The Ministry of Communications and Information Technology (MCIT) notified the Information Technology (Reasonable Security Practices and Procedures and Sensitive Personal Data or Information) Rules, 2011 (Rules). Further, on 24 August 2011, the MCIT released a press note (Press Note) which clarified a number of provisions of the Rules. Amongst others, the Press Note clarified that the Rules relate to SPDI and are applicable to body corporate (i.e. organization) or any person located in India. The Press Note exempts outsourcing companies in India from the provisions of collection and disclosure, as set out under the Rules.

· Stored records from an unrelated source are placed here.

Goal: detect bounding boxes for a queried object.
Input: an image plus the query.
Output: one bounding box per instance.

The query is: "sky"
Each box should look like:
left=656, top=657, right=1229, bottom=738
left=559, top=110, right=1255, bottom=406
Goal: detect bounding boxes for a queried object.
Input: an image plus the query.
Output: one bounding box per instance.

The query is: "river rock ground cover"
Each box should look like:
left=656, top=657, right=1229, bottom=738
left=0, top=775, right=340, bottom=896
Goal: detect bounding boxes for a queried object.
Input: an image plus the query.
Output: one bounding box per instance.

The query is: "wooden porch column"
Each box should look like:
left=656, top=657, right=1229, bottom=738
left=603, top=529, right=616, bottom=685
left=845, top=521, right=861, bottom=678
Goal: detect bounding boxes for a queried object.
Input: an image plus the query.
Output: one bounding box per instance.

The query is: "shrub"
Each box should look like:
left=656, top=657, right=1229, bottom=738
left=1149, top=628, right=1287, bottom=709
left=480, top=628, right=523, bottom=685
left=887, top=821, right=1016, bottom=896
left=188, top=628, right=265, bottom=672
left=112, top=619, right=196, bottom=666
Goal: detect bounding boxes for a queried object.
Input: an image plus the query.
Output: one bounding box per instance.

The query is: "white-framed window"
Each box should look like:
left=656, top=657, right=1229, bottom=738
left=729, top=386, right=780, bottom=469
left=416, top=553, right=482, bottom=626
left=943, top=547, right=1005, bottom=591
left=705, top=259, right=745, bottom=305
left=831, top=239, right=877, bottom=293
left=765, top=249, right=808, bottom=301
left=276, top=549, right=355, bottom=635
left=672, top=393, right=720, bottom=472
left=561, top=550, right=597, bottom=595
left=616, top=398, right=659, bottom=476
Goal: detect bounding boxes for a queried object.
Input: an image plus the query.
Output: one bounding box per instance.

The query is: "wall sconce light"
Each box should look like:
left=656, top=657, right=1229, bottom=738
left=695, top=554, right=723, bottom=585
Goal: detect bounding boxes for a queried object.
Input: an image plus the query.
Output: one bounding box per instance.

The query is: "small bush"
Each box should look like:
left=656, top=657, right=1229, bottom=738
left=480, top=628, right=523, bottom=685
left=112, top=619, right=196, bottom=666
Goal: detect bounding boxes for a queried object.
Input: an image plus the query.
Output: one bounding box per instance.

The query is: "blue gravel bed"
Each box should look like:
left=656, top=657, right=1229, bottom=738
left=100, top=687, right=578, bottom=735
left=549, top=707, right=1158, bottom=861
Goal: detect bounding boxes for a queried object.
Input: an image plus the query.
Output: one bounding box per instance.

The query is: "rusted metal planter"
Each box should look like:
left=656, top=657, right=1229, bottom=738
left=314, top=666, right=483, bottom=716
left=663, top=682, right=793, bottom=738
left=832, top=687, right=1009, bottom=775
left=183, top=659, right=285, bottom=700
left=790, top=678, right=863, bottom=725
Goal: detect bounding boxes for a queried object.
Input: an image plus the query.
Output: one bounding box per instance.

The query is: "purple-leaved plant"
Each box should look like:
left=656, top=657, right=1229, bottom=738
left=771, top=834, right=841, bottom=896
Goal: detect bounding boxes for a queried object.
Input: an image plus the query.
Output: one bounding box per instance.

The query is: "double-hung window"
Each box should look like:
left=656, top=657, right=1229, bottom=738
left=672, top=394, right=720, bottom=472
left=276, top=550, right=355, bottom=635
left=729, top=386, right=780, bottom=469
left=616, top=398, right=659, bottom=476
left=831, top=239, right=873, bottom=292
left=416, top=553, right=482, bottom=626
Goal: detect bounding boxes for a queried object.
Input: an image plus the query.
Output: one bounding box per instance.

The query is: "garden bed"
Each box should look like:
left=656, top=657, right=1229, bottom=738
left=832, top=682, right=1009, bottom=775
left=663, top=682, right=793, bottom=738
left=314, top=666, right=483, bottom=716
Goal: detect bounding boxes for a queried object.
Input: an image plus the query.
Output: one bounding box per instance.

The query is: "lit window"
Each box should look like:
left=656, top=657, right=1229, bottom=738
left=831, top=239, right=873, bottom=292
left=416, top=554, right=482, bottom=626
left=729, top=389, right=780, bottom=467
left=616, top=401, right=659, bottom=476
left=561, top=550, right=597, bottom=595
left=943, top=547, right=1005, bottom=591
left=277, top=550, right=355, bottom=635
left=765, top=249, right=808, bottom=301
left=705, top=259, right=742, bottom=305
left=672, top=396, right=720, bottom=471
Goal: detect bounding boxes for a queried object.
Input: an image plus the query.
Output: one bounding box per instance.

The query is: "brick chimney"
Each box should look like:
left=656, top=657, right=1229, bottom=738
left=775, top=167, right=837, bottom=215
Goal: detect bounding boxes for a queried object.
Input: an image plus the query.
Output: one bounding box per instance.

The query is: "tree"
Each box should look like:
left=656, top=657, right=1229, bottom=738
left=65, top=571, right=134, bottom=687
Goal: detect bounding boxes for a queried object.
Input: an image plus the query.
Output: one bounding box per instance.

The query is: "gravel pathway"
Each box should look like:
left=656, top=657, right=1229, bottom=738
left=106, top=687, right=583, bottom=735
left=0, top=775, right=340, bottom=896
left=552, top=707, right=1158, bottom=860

As far as the regulations and laws there are 21 different laws that one must review based on the industry vertical and applicability and draw the conclusions. You don’t need to be a legal expert to remain informed, a simple read of these laws can help you get a perspective on data protection and data retention mandates. I suggest you refer this white paper by MEITY, refer chapter 9 (page 69) & chapter 10 (page 79) to get a quick look at number of prevailing laws that mandate data protection tenets, a great read if you can spare some time for this interesting read. Let me put some breadcrumbs for further reading on this topic ..
Information Technology (amendment) Act, 2008
Personal Data Protection Bill 2013
MCIT – Whitepaper on Data protection
Overview of Data Protection Laws in India
Finally, with technology constantly evolving, an approach based on standards would enable the laws to keep pace with rapid changes in technology, as against objective rules that would fail to be relevant with constant technological developments. Here is the draft of the new law tabled in Lok Sabha last year… THE DATA (PRIVACY AND PROTECTION) BILL, 2017, Although drafting such a legislation that is applicable to both the private sector and the Government alike is in itself a daunting task, it may in time gets streamlined for ensuring that all data assets are adequately safeguarded, agree?
What are the things to keep in mind for Archiving?
In summary, managing passive data is a great responsibility as it holds the IP of the organization and becomes historical records for various statutes and references. Having a sound strategy to manage archive data will yield better business value and enhances productivity since this dataset has ability to provide you with meaningful business insights.